OOPS! Guess the column did run in the paper today, so here it is.
As a GAL in this state, I am thrilled that the issue of full staffing for OCS and the need for more foster parents is actually catching some attention, if not more money, down in Juneau. Usually, issues like this take a back seat to gas line talks, revenue projections and whether Mr. Whitekeys should be named the new state fossil.
So I hate to be the one to point out any flaws in this plan to hire more social workers, but I will. The simple fact is that if you increase the number of social workers, you increase the intake valve of the system so it can handle more cases earlier with more attention to detail. That intake of families with problems gets fed down a pipeline that narrows dramatically as you reach the middle. Simply put, there aren’t enough services to meet the needs of families already in the pipeline, let alone adding to the number.
Families with domestic violence and/or substance abuse problems have enormous needs. To reunite a family, those needs must be met in as short a time as possible. Study after study has shown that damage to children starts pretty early when they are in a drunken, abusive atmosphere. Pull them out and plop them into a stranger’s home and, no matter how loving and kind that foster family might be, you compound the damage even though it has to be done for the child’s safety. So you have a very narrow window to do the work needed to keep a family together in a healthy fashion that promotes the welfare of the child.

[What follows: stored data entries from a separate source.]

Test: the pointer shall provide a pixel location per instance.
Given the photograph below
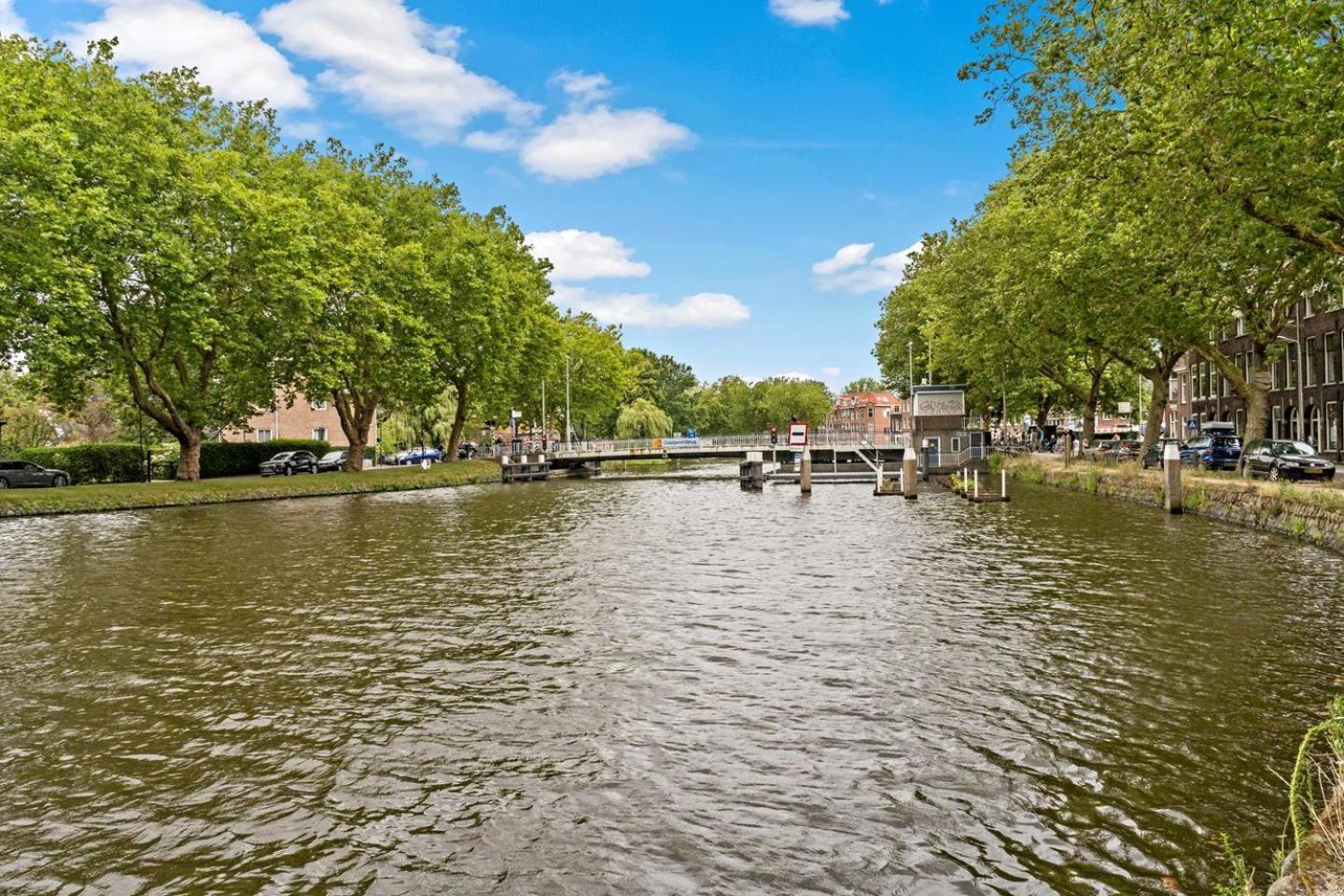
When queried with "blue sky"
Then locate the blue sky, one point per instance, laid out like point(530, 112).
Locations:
point(710, 174)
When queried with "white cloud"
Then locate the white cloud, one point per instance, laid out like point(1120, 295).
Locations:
point(809, 12)
point(394, 63)
point(590, 143)
point(643, 309)
point(164, 34)
point(582, 86)
point(845, 257)
point(9, 21)
point(849, 271)
point(582, 254)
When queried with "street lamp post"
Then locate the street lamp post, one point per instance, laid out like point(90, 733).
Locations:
point(568, 430)
point(1301, 392)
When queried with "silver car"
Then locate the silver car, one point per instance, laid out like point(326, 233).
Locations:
point(17, 474)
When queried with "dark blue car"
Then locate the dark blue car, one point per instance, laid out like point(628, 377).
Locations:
point(415, 455)
point(1154, 455)
point(1218, 452)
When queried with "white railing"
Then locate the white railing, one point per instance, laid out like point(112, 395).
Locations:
point(753, 441)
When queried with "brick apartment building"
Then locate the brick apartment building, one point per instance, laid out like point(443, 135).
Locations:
point(867, 413)
point(304, 419)
point(1310, 375)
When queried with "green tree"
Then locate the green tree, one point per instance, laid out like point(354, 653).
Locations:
point(864, 385)
point(369, 344)
point(665, 382)
point(643, 419)
point(168, 248)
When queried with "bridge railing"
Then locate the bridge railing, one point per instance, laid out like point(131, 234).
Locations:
point(818, 438)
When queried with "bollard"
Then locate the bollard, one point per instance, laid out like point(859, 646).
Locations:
point(1170, 464)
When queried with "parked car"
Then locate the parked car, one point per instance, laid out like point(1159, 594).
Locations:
point(1286, 459)
point(332, 461)
point(415, 455)
point(1115, 450)
point(1218, 450)
point(1154, 455)
point(290, 462)
point(18, 474)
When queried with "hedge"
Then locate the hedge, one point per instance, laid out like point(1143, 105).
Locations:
point(244, 458)
point(93, 462)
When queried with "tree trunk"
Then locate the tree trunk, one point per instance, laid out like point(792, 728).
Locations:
point(189, 468)
point(1257, 402)
point(458, 422)
point(1156, 410)
point(357, 415)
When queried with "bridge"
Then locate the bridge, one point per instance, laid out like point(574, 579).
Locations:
point(825, 448)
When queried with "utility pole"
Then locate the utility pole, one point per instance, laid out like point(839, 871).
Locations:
point(1301, 376)
point(910, 391)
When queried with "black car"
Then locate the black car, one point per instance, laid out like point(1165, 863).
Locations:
point(332, 462)
point(290, 462)
point(17, 474)
point(1286, 459)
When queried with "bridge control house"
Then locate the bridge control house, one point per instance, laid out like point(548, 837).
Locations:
point(938, 416)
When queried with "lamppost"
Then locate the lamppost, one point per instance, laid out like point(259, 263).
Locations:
point(568, 430)
point(910, 390)
point(1301, 394)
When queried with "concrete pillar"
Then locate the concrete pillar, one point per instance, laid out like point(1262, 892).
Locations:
point(1170, 464)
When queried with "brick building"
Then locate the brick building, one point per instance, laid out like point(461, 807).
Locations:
point(1308, 376)
point(304, 419)
point(867, 413)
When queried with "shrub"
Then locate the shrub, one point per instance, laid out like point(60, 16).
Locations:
point(91, 462)
point(242, 458)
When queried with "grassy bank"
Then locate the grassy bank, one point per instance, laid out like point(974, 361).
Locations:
point(1310, 512)
point(91, 498)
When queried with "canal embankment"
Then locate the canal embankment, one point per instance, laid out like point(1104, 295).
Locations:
point(1312, 513)
point(97, 498)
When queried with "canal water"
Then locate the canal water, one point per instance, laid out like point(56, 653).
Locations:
point(660, 687)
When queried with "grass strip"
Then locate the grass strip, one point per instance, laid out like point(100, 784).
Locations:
point(97, 498)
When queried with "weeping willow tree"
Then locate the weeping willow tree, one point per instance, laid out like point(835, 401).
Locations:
point(643, 419)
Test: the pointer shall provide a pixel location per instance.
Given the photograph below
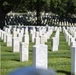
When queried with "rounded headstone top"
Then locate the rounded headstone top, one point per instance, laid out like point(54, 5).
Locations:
point(32, 71)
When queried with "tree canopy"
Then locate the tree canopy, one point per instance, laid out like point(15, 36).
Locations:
point(59, 7)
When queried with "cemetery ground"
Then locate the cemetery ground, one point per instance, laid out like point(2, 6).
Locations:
point(59, 61)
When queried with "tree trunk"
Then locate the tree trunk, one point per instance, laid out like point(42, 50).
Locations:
point(38, 18)
point(38, 12)
point(2, 18)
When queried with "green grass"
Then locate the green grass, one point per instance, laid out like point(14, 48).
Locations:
point(59, 61)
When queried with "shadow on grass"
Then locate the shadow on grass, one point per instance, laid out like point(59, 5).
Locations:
point(18, 60)
point(65, 72)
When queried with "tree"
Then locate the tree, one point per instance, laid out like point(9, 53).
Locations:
point(63, 7)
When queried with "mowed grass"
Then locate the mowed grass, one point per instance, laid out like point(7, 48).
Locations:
point(59, 61)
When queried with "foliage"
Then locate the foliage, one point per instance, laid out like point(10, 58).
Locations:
point(60, 61)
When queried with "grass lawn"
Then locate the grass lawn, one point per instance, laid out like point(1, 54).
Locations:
point(59, 61)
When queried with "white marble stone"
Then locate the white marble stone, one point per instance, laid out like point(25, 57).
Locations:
point(15, 44)
point(54, 44)
point(24, 52)
point(26, 38)
point(37, 40)
point(40, 56)
point(73, 60)
point(9, 40)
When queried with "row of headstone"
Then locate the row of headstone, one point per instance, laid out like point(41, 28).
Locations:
point(72, 31)
point(68, 37)
point(55, 40)
point(71, 41)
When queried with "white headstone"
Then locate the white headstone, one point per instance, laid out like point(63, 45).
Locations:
point(9, 40)
point(40, 59)
point(54, 44)
point(73, 60)
point(24, 52)
point(15, 44)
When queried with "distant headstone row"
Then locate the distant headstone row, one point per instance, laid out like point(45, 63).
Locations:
point(19, 39)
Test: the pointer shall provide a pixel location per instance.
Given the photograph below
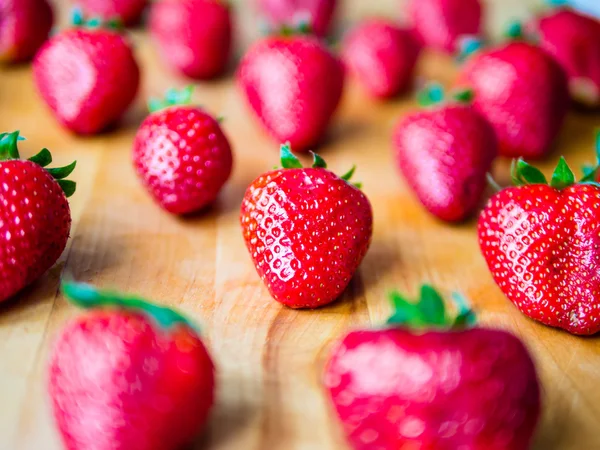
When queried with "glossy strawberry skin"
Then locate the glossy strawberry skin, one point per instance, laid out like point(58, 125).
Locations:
point(541, 246)
point(24, 26)
point(474, 389)
point(118, 380)
point(523, 93)
point(35, 221)
point(382, 57)
point(194, 36)
point(441, 23)
point(182, 157)
point(445, 154)
point(307, 231)
point(294, 85)
point(318, 14)
point(87, 77)
point(127, 11)
point(574, 40)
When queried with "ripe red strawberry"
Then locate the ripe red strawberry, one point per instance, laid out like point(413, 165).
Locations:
point(193, 36)
point(445, 154)
point(128, 375)
point(574, 40)
point(417, 384)
point(181, 154)
point(24, 26)
point(294, 85)
point(318, 14)
point(441, 23)
point(523, 92)
point(87, 76)
point(541, 244)
point(382, 56)
point(35, 219)
point(307, 231)
point(126, 11)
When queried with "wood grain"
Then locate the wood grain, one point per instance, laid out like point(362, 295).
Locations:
point(269, 358)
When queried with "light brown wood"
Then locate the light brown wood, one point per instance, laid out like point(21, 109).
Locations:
point(269, 357)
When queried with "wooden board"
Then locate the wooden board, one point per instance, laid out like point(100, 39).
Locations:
point(269, 357)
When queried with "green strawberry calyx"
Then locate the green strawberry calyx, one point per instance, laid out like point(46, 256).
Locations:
point(88, 297)
point(173, 97)
point(9, 150)
point(290, 161)
point(429, 311)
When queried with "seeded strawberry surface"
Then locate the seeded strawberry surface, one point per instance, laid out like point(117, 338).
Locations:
point(307, 231)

Healing families with these problems takes a lot of human resources. You need family counselors, addiction counselors, domestic violence counselors, parenting counselors…well, you get the picture. It not only take a lot of human resources to reunite the family, but it then takes a lot of continuing resources to support the family so there is no relapse. Because even worse than taking a child from a family the first time is repeated removals from the home which leaves a child’s sense of security and safety blown to bits.
Unfortunately, what we have the least of in this state is what we need the most of, especially if we plan to increase the number of social workers so that we can reach more troubled families earlier. We already have long waiting lists for the few programs available in the state.
So the question that must be asked is how long we think even the most accomplished of social workers can keep a family from imploding when they are on a waiting list of six to eight months for the services the family needs to start healing.
There was a push a few decades ago when we were flush with oil money to make services locally available throughout the state and to make them culturally relevant. That dream was one of the first victims of our falling revenues. While some programs still exist in the Bush, most are now in urban centers since that makes the most financial sense.
So the situation we have today is an overwhelming amount of need and a very finite amount of resources to fill that need. What that means for the future is that for every cent we don’t allocate today to help families in need, we will spend five time that amount when these children grow up. Because study after study shows that these are the people who fill our prisons, psychiatric hospitals and substance abuse treatment facilities. These are the people who all too often grow up to be non-productive members of our society who drain our coffers without offering any return on our dollars. If we help when they are little, at least we have some hope that they will enter society as healthy, contributing members.
When you are a troubled family with multiple substance abuse problems and domestic violence issues waiting for an opening in a crowded facility, each day that you wait is another day when you can slide back into total chaos. And each slide backwards is a devastating blow to any child in that home trying to make sense of life and how it should be lived.
Social workers are not miracle workers. No matter how many you have, if you don’t have the support services they need to offer to these families, it’s like sending a soldier into battle with a thousand comrades and no weapons. You’ve lost before the enemy has even been engaged.